Fifth: You told a reporter that your interpretation of the federal law is that California could switch to Standard Time, and not go to year-round DST. That is certainly a reasonable interpretation, but it may not be right. Nobody has ever formally asked the Feds to move into permanent DST since the passage of The Uniform Time Act of 1966. All the approved changes have been to make time more uniform across the four time zones.

I understand why you have the interpretation that you do, and you may be right, but it is far from settled. I wrote about this a year before you knew it was even an issue.

The legality seems to be tied up not in which time zone you are in, but if that time zone is uniform with the rest of the country. California essentially being in its own time zone decreases uniformity, so will probably be denied, even if the people vote for it.

Sixth: Even if it wasn’t doomed by the Feds, your effort in its current form will be doomed by big business.

In short, all the money in this fight does not want Standard Time year round. The farmers did not want DST after World War II, it was the golf industry, and that industry will certainly fight you on this. Also, the lawn care industry, those who sell patio furniture, the recreation industry, major league and little league baseball — all of these and plenty more have a lot of money tied up in longer summer evenings.
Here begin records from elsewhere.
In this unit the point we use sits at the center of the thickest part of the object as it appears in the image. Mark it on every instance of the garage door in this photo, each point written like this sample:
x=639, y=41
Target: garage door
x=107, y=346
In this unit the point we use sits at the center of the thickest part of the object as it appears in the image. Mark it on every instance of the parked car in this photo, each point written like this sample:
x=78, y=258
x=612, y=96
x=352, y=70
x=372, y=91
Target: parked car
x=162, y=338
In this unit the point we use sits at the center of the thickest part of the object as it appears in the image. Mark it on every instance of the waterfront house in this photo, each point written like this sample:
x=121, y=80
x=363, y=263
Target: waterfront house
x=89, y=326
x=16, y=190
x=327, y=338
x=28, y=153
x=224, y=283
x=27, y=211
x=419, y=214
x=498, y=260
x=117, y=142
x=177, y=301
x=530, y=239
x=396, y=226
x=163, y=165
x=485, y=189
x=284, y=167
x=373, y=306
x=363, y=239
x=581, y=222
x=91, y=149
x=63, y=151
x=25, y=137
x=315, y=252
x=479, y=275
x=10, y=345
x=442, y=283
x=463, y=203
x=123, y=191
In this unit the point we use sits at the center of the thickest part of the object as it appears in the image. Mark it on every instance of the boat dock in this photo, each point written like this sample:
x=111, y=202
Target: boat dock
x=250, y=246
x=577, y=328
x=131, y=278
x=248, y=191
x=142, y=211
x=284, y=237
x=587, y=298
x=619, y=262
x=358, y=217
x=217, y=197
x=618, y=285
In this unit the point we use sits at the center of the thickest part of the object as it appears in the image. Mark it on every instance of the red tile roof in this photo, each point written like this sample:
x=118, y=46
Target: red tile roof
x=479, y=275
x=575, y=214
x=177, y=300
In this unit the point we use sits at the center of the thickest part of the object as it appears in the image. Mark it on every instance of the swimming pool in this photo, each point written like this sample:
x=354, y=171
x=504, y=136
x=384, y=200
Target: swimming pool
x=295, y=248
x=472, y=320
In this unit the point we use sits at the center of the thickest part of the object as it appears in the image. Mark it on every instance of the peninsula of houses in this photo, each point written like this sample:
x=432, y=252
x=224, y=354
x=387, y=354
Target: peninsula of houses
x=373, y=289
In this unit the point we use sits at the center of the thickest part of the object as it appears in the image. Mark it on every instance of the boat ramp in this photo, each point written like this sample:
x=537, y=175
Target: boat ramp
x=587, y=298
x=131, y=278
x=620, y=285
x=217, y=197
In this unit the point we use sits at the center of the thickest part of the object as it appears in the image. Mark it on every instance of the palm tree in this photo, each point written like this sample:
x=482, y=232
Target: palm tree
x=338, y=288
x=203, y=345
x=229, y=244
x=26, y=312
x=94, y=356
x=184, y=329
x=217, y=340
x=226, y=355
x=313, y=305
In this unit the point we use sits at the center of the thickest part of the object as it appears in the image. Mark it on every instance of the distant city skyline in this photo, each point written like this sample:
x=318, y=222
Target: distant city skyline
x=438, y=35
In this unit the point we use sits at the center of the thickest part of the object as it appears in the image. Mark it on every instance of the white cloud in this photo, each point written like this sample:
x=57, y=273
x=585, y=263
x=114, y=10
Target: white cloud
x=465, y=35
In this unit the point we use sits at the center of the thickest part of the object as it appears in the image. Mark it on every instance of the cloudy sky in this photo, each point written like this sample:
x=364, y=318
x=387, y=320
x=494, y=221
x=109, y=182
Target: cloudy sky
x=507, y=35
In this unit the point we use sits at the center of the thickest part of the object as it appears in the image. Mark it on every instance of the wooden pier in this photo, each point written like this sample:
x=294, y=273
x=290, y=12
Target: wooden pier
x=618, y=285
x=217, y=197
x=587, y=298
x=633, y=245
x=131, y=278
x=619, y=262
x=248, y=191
Don’t be surprised if some of your old “friends” from the restaurant industry contact you soon and urge you to drop this, as earlier darkness means fewer trips out to eat.

Pretty much the only industry I’ve been able to find that supports year-round Standard Time is broadcast TV, which wants it dark early so people will go inside and watch television.
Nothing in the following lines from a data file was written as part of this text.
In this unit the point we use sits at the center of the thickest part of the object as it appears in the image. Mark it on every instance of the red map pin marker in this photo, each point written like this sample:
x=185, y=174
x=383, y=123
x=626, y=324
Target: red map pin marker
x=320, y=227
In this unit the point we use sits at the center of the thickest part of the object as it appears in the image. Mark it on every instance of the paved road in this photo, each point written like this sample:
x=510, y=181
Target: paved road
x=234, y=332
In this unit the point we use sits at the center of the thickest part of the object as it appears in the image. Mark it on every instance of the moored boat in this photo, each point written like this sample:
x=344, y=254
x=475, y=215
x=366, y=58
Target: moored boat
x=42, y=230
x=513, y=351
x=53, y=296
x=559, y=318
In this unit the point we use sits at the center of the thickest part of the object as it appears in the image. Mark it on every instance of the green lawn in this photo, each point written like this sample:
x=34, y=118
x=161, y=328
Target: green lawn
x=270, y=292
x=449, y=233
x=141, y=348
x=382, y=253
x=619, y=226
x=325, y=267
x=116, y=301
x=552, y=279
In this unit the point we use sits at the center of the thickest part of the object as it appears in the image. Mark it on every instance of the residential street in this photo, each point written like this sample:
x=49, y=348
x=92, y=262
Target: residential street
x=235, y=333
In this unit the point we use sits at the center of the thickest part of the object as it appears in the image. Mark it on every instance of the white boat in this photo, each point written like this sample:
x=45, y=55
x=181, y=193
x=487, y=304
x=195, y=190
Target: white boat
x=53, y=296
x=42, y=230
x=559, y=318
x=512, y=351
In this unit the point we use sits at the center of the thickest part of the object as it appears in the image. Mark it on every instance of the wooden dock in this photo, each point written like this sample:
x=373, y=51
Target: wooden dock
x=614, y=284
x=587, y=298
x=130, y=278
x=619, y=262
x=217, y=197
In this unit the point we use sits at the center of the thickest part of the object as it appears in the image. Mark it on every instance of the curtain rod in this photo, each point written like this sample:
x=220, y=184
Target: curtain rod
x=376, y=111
Seventh: Do NOT take points five and six as evidence that I’m against you. I’m not. I’m totally in favor of doing anything that shakes things up. If you can get this passed, I’ll be cheering more loudly than anyone. I want this, it’s just that the path of getting a proposal passed by both houses of the legislature, signed by the governor and then approved in a statewide ballot is a long and difficult path, especially given that you’ll have business and the federal government against you.

Eighth: If you call the federal DoT, and if the people there tell you what they’ve told other state legislators I’ve talked to, you’ll maybe be sad. Or if all the business interests tell you that you need to back off, maybe you’ll be sad. Or maybe if people start calling your proposal “depressing,” you will be depressed yourself.
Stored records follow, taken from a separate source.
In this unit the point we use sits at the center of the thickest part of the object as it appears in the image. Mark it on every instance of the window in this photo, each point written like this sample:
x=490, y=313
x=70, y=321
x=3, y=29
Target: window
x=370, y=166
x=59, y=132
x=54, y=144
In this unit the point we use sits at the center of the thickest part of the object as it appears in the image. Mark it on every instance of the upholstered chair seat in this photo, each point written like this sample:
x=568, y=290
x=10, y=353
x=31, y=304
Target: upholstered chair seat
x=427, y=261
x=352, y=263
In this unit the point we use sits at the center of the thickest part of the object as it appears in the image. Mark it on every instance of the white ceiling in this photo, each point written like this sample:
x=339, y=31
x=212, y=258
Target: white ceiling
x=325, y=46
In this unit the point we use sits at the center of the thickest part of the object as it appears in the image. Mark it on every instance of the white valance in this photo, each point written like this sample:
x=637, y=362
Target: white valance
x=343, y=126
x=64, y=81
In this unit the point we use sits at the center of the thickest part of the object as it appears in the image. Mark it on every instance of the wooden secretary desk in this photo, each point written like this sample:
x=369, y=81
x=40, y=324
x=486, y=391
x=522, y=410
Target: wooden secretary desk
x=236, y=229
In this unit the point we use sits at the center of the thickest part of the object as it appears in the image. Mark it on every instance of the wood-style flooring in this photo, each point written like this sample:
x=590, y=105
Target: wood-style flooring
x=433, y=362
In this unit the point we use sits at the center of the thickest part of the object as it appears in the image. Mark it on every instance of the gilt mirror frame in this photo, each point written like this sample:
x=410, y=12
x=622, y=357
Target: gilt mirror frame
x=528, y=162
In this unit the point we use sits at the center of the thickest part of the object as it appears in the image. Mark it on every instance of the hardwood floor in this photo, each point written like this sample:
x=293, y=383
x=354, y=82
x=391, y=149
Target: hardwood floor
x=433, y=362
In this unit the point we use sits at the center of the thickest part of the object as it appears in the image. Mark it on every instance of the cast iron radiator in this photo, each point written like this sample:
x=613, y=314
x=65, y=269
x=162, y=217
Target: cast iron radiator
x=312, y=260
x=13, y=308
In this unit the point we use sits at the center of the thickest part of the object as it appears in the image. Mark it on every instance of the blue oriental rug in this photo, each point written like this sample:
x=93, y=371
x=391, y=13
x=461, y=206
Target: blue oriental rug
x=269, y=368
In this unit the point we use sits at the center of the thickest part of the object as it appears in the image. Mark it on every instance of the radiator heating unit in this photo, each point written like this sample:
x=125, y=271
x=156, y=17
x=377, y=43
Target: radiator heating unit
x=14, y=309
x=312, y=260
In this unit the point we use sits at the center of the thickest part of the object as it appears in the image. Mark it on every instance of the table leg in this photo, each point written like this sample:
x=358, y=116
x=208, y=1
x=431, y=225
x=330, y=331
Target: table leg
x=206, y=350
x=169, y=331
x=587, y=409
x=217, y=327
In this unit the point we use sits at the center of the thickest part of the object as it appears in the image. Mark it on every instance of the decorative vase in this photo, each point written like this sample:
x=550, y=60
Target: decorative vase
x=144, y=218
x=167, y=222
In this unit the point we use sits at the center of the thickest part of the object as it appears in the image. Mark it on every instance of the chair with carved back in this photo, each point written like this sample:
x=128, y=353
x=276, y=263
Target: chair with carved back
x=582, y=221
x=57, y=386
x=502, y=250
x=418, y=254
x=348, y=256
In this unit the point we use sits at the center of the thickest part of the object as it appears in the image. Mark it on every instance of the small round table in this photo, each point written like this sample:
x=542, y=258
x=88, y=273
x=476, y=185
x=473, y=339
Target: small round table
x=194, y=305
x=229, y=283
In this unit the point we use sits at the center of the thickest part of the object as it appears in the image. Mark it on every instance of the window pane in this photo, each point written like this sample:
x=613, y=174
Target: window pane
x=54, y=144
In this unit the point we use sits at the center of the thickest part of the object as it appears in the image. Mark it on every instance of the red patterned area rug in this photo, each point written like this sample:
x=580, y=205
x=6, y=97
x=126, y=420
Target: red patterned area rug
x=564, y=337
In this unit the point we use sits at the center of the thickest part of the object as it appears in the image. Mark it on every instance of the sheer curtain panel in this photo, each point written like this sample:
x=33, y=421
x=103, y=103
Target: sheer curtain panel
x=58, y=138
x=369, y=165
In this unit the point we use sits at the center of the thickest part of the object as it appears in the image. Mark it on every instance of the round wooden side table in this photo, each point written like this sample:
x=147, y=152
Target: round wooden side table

Do not lose heart!!! You are fighting the good fight.

Ninth and final point (with its own numbered list): There is a way that you can turn this into a winning issue for you, for California, and for the whole country. Here’s how:

  1. Instead of a bill, with it’s long odds of success, offer instead a resolution. Now, you know better than most that resolutions don’t typically do very much, but this one would be different.
  2. This resolution would simply say that it is the wish of California that it would move to year-round DST, and that you want all other states to join you.
  3. That resolution would go to the other states, and the Feds.
  4. If two-thirds of the states pass the same resolution, the Feds could solve this with one ruling of the DoT, no Act of Congress needed because this will make the country more uniform under the current law.
  5. If you don’t like the wording of that resolution, which is a bit hyperbolic, I’ll write you a new one that’s more toned down, or you can write one yourself.

In short, Kansen, and to paraphrase Casablanca… Welcome to the fight. With you on board, I know our side will win!